The experiencing self lives life continuously, experiencing moments one after the other. But those moments, (and Kahneman estimates there are about 600 million of them in each lifetime), don’t usually leave a mark on our remembering self. They’re lost forever, dissipating insignificantly into the timespan of our lives.
The remembering self picks and chooses momentous experiences, usually the ones with the most interesting endings, to keep in our inner memory archive. Everything else, like what you ate for breakfast on April 7th three years ago or that time you went to the mall in grade five, is simply forgotten. It’s a little hard to follow, but really does make sense.
So here’s where Instagram comes in.
As humans, we have a deep-seated fear that we’re wasting every moment we don’t remember. Inwardly, we believe that every moment of existence is essentially our life, and whatever we don’t remember is simply being spent carelessly.
Instagram became a tool for us to digitally mould our memories, to pick and choose the experiences we want to remember – some as uninteresting as a moment spent studying in a café, or the appetizer we had for dinner on our date. Through the use of vintage-looking photo filters, we feel nostalgic about moments as they happen, before they can even be considered nostalgic. And all of this happens subconsciously.
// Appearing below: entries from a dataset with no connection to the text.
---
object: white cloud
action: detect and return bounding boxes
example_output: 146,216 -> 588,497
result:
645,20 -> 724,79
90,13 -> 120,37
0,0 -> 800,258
Kahneman believes that because of this, we’ve become accustomed to categorizing moments as memories even before they cease to be experiences. Every moment that we experience is felt as an anticipated memory instead of as a present experience. Now that’s a disturbing revelation. What happens when we become overwhelmed with the idea of having a likeable photo?
We’ve begun to physically design what each moment will feel like in future reflection. But could it be a good thing? Shots of Awe, narrated by Jason Silva, talks about Kahneman’s theory as being an opportunity to take a moment and decide how we will reflect back on it in the future.
However, the really pivotal thing is to have a balance between what you experience, and getting all that you can out of it, before archiving it as a memory to look back on. Relying on Instagram and photo-filters to remember things in one way or another seems somewhat wrong. We should rely on our own primal experiences instead, and the importance of immediacy. After all, the present is all there really is—the future and past are imagined and interpreted.
Silva stands by the fact that this phenomenon is a positive thing. It gives us a chance to decide for ourselves how we will remember the present; “We all become artists [and we all become] architects of our mental narratives for a historical, digital paper trail. We decide who we are. We’re building maps.”
Maybe internally, it really does liberate our inner desire to be artists and authors of our own lives. Silva believes that through this, we deal with the tragedy of the fact that moments are passing and time for us is not infinite.
“All we have is the anticipated memory because the present is done.”